Here’s what their Marketing Stack was comprised of:

  • Umbraco
  • Dragon search
  • Hackett Group
  • Marketo
  • LinkedIn
  • WordPress
  • Optimizely
  • Forrester
  • Salesforce
  • DiscoverOrg
  • Google Analytics
  • Crazy Egg
  • Gartner
  • Rocketfuel

These may not perfectly suit the suite for your organization. But it was essential that they started with this foundation.

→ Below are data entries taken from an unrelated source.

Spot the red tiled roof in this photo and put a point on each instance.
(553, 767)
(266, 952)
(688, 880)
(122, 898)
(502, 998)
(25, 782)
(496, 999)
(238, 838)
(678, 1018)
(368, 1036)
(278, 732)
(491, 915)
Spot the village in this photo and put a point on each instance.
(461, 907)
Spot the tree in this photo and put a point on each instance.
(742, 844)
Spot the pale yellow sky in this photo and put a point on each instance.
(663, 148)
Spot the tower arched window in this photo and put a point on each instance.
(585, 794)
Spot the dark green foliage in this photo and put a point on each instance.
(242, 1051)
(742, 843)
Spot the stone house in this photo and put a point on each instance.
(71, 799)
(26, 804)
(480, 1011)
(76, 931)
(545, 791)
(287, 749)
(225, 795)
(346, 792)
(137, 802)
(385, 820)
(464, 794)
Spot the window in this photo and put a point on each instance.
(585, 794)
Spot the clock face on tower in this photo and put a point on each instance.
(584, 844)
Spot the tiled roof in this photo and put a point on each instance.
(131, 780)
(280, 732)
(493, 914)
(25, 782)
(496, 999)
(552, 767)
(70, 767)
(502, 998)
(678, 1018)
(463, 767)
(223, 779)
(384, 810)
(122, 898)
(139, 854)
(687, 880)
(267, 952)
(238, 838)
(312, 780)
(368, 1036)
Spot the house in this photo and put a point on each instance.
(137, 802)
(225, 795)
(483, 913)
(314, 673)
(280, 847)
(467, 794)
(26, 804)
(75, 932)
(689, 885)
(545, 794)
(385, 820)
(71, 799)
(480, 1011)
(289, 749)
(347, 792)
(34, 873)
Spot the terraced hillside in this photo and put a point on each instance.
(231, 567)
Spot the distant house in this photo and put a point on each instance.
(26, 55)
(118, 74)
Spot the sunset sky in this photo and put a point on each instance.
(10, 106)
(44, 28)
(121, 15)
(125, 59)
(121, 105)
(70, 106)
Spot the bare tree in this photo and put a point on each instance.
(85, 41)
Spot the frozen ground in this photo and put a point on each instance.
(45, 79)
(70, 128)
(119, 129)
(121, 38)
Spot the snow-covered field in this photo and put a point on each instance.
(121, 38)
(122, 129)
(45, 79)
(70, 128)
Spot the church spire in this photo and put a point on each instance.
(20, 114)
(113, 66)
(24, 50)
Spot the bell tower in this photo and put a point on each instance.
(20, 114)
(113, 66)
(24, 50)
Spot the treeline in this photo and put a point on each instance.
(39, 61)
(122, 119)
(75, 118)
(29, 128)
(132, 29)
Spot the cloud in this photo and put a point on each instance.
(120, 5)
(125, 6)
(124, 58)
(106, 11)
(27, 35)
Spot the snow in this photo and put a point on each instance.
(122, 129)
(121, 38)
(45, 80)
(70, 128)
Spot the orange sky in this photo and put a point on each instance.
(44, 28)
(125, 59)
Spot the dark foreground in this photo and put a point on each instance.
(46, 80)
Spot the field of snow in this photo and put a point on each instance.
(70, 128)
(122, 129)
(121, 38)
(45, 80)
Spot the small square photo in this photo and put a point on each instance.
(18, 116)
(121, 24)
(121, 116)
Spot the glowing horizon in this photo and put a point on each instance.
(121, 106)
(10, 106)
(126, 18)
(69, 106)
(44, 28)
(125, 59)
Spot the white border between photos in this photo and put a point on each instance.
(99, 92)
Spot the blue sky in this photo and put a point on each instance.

After almost a years time, they were ready to take on some of the very niche products, helping them soar to the next level and start to the conversation about switching to pure ABM.

Conclusion

Whereas everything used to be very linear, it doesn’t work that way anymore.

It’s not about pushing content or prospects down the funnel anymore. It’s about when your target audience is ready to engage, are you there in front of them, ready to engage and educate them?

But for MarTech tools to be a success in your organization, you must track, track, track. For example, as soon as your start implementing programs and technology, it’s paramount that you track the journey of a prospect that goes through the system. You can then tweak content purchases and development, based on those findings. That applies across the board of your foundation.

Try something new.

Go back to the fundamentals.

Somethings will work. Somethings will definitely fail.

Continue investing in MarTech.

Partner with sales. Be patient with sales.

Track, track, track.

If it doesn’t work – move on.

But remember, it’s not about marketing tools anymore. It’s about tools for the whole organization.